5. Computation Dynamics: Iterative Repair and Model Feedback
Exploration of test-time feedback usage reveals divergent compute utilization:
- Gemini-3 Flash: Pass rates increase substantially with more repair iterations, nearly tripling in Dafny and doubling in Verus from initialization to Round 15. This demonstrates the model’s capacity to learn from error feedback and progressively correct its output.
- GPT-OSS-120B: Pass rates saturate by the fourth round of repair, with little to no improvement from further iterations. An iso-compute “depth vs. width” analysis establishes that GPT-OSS benefits more from brute-force sampling than from deep iterative repair, indicating limited ability to translate compiler feedback into substantive corrections (Zhao et al., 10 Feb 2026).
6. Error Analysis and Refinement Trajectory
Analysis of model failures and refinement patterns reveals error-mode stratification tied to verification paradigms:
- Dafny: The majority of initial failures are syntax or type mismatches, which models typically overcome rapidly, leaving only pure SMT proof failures for later rounds.
- Verus: Syntax and type errors—especially those related to ownership and casting—persist across all rounds, forming an enduring “macro barrier” that stymies logical progress.
- Lean: After resolving surface syntax, error modes bifurcate into hallucinations (invention of non-existent tactics or lemmas) and intrinsically hard verification failures (unproven obligations even when tactics are syntactically correct).
This paradigm-specific error structure highlights that Dafny is primarily logic-focused, Verus is syntax-focused, and Lean is proof search–focused (Zhao et al., 10 Feb 2026).
7. Implications for Verification Research and Future Directions
Findings from AlgoVeri point toward specific directions for future formal verification and vericoding benchmarks:
- Paradigm Alignment: True cross-system comparability requires perfectly aligned task suites, as idiosyncratic contracts or language features can artificially inflate (or deflate) model performance.
- Syntactic Extraction and Type System Coverage: Improving model capacity to handle systems-level abstractions (memory, ownership, casting) and rich type systems, as exemplified by persistent challenges in Verus.

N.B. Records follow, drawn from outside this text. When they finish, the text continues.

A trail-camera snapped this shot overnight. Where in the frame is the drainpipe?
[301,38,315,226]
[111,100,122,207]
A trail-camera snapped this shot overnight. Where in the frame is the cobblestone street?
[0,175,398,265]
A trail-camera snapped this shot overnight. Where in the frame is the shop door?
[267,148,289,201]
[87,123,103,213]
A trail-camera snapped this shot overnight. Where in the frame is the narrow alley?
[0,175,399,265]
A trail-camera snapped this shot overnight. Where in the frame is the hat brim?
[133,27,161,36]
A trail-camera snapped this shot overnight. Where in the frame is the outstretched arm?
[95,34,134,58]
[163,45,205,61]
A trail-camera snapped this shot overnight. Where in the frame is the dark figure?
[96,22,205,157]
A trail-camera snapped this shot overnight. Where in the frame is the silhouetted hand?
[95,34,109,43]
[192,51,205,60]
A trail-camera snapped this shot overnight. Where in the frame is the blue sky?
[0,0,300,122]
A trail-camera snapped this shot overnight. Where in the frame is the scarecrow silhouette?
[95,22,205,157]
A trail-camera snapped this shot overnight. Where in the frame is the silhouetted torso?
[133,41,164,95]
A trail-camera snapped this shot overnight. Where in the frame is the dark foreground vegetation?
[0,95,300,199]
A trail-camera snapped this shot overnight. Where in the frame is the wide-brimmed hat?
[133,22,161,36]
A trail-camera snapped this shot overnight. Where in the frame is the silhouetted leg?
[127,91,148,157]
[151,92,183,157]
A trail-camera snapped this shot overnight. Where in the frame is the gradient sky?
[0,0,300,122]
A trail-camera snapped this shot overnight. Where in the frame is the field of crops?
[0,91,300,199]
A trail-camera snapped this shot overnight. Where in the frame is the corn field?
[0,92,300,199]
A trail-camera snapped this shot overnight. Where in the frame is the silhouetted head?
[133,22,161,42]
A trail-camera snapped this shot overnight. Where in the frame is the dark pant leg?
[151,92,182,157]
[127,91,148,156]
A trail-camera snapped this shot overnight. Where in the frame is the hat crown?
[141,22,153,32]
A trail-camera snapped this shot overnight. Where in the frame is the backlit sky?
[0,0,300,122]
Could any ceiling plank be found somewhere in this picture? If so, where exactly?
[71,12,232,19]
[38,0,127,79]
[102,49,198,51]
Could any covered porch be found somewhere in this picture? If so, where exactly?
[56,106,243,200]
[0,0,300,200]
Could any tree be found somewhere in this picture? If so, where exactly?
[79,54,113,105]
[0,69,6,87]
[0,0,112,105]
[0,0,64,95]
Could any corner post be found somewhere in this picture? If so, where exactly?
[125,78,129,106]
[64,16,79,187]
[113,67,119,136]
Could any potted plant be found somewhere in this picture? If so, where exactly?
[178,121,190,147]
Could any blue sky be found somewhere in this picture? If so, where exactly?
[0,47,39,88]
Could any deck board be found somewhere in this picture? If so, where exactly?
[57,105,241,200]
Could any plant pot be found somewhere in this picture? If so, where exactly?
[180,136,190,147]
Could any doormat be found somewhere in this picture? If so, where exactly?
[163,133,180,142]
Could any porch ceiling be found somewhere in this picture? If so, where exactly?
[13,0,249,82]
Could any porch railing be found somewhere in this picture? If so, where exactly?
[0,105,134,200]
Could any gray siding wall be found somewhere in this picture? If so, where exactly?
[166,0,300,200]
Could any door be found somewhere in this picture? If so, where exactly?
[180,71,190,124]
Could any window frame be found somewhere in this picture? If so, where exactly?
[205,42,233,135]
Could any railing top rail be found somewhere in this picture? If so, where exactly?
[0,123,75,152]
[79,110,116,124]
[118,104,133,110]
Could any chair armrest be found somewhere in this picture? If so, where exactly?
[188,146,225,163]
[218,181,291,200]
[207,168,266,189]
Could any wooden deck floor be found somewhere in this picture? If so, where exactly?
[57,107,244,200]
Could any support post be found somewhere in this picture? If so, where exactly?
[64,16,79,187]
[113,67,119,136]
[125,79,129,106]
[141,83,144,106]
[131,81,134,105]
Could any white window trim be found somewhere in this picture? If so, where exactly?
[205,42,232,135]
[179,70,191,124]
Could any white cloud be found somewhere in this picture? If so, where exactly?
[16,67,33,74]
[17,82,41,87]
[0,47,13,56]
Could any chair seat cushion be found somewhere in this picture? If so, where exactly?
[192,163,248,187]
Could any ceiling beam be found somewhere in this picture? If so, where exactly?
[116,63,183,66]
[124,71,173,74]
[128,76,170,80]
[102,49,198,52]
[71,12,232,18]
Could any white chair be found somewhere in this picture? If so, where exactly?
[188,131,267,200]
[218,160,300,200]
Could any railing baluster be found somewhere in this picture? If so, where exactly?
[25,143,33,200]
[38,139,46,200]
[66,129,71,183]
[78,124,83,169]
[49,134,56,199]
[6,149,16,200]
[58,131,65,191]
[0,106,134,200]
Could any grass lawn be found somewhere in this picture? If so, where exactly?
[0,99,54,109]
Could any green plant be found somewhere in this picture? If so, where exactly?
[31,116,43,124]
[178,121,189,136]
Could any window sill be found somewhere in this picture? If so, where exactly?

- Search-Augmented Theorem Proving: Surmounting the complexity of proof search in ITPs such as Lean likely necessitates hybrid approaches combining learned proof synthesis with retrieval and repair based on existing libraries.
- Benchmark Utility: AlgoVeri establishes a rigorous litmus test for next-generation LLMs in verified code generation, especially in synthesizing global invariants, ghost code, and existential-optimality proofs involving nontrivial algorithm classes.
This suggests that while high-level SMT-based auto-active verifiers are already accessible to leading LLMs, realistic systems-level and ITP domains remain at the research frontier—necessitating advances both in language modeling and in the modeling of proof state search dynamics (Zhao et al., 10 Feb 2026).